An IU representative did not reply to a request for comment on these allegations by the time of publication. 

These conditions, Winston said, have led to other universities poaching IU faculty.  

“It puts us in a very bad position when we are competing for the best and brightest faculty,” she said. “You think of a potential faculty member that’s considering us or University of Michigan, the University of Michigan could take two minutes and say what I just said, and then they could throw in the fact that the president got a 93% vote of no confidence and the board did nothing.” 

Winston calls for improvements 

Community engagement and accountability were at the heart of Winston’s recommendations for improvements. 

“The governor, one of the things he said he wanted was transparency, and the other was accountability,” Winston said. “We are not getting that at all from Indiana University.” 

She outlined several questions that are yet to be answered by the university, including why the review of Whitten’s alleged dissertation plagiarism has not been released and why Whitten’s reappointment contract is not public. 

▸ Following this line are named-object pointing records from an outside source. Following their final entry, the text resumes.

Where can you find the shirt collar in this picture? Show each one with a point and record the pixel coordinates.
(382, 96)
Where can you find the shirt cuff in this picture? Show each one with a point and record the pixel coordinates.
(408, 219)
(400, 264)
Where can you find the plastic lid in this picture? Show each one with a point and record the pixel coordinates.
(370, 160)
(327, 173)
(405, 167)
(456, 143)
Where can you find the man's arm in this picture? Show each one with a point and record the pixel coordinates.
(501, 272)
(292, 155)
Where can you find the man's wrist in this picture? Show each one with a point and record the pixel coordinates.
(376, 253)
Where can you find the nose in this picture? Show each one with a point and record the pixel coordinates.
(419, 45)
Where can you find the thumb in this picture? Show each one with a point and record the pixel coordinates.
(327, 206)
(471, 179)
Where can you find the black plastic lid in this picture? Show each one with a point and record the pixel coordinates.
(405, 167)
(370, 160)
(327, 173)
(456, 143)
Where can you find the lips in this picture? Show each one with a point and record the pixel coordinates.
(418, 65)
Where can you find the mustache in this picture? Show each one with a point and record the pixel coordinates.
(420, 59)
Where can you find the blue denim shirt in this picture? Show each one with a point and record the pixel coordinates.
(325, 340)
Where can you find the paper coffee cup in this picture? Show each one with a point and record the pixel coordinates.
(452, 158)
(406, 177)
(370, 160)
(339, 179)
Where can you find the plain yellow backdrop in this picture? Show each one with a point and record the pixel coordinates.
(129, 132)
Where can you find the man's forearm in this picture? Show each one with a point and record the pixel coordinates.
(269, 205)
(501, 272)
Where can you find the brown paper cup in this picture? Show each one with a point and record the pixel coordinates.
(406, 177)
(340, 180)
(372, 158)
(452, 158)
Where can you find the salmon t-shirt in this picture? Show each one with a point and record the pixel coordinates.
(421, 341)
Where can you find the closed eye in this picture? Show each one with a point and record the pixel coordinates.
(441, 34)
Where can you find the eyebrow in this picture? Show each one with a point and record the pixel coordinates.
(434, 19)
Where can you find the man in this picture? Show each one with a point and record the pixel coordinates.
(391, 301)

In reference to Whitten's plagiarism allegations, Winston said The Indiana Promise, which new students learn at orientation, seems to apply only to students. 

On the IU admissions page, the promise reads: “I promise that I will be ethical in my academic work. I will take personal responsibility for what I say and what I do. I will respect the dignity of others, treating them with civility and understanding.” 

To remedy the issues she laid out, Winston suggested that trustees interact more with other stakeholders at the university. 

“The trustees need to make it a point to go out and talk to vice presidents, deans, faculty, students,” she said. “They need to be talking to everybody.”